しかし、宛名と一人一人にせめて一言位は手書きで!と拘る久美子。
毎日忙しく走り回ってやっと年賀状を書き始めたのが今日。
・・・こうなるのは当然の結果といえる。
「毎日何枚かでも少しづつ書いときゃ良いのに。」
「それが出来ればこうなってないもん。」
「おまえ夏休みの最後の方に宿題やるタイプだったろ・・・。」
「なんで分かった!エスパーか!!」
「分かんだろ、普通。」
「おまえ年賀状は・・・。」
「とっくに出した。親しい奴らだけだし。
・・・おまえに挨拶は基本だって言われたからな。」
「感心感心!」
ぐしゃぐしゃと頭を撫で回す久美子の手を掴んで、
「ほら、続きやらねえと。」
促す慎を上目遣いで伺う久美子。
「なあ、せめて宛名だけでも手伝ったり・・・。」
「・・・却下。」
「良いじゃねえか。宛名だけなら。」
「おまえの年賀状だろ?おまえが書くから意味があるんじゃねえの?」
「それはそうなんだけど〜。」
慎が正しい。
久美子は年賀状を書く手を再び動かし始めた。
年賀状を書く久美子に慎がぽつりと言った。
「・・・一つだけ俺が宛名を書いても大丈夫な方法があるな。
今年はもう間に合わねえけど。」
「それはなんだ!?」
勢いよく顔を上げ慎を見る久美子。
「俺とおまえと連名の年賀状なら俺が宛名書いても全く問題ねえよな。」
「へっ!?それはそうだけど・・・。」
きょとんとした久美子はまだ意味が分かっていない。
思わず慎は小さく笑った。
「・・・おまえが沢田久美子になれば。

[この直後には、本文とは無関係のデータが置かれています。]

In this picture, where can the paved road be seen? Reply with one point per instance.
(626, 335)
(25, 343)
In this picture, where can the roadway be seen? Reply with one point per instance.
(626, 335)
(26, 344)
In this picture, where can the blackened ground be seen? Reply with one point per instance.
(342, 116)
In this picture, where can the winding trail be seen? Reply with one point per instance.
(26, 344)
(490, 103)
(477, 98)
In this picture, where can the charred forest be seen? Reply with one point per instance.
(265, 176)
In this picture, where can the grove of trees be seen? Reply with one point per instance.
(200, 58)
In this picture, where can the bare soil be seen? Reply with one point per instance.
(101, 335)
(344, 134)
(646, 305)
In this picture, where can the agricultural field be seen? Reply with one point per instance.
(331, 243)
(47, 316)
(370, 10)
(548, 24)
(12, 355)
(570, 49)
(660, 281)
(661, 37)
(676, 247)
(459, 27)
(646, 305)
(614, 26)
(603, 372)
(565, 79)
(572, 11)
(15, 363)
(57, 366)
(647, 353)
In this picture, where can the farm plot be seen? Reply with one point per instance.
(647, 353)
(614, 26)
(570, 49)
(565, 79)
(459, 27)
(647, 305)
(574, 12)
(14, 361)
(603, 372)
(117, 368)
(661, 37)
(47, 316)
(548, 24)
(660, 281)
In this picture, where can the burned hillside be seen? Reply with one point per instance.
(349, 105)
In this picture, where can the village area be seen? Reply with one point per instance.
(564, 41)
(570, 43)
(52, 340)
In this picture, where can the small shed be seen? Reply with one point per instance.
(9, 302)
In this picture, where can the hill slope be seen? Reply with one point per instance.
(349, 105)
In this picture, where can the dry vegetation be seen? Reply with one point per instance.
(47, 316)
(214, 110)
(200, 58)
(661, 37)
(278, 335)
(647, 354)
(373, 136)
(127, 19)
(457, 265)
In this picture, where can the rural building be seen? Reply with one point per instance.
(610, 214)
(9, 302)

」
「え!!あの・・・それはもしかして・・・。」
やっと意味を理解した久美子は真っ赤になってわたわたと慌てだした。
思い付きだったけど・・・言った事は間違いのない本気。
「返事は?」
「・・・はい。」
「年賀状に独身最後のお正月ですって書いとけ。」
「・・・おう。」
「ほら、元朝参り行くんだろ?もう少しだから頑張れ。」
「うん。着物着て行こうかな。」
大江戸に取りに行かないとだけど、と言う久美子。
「振袖着て祝う正月も最後だな。」
慎の言葉に恥らうような、それでいて嬉しそうな笑顔を見せる久美子が可愛くて。
このまま元朝参りなんてやめにしてしまいたい衝動に駆られる。
ここで押し倒したら鳩尾に一発くらうかな・・・。
そんな事を慎が考えているうちに年が明けた。
あけましておめでとう!
End
※※※
今年一年が皆様にとって良い年になりますように。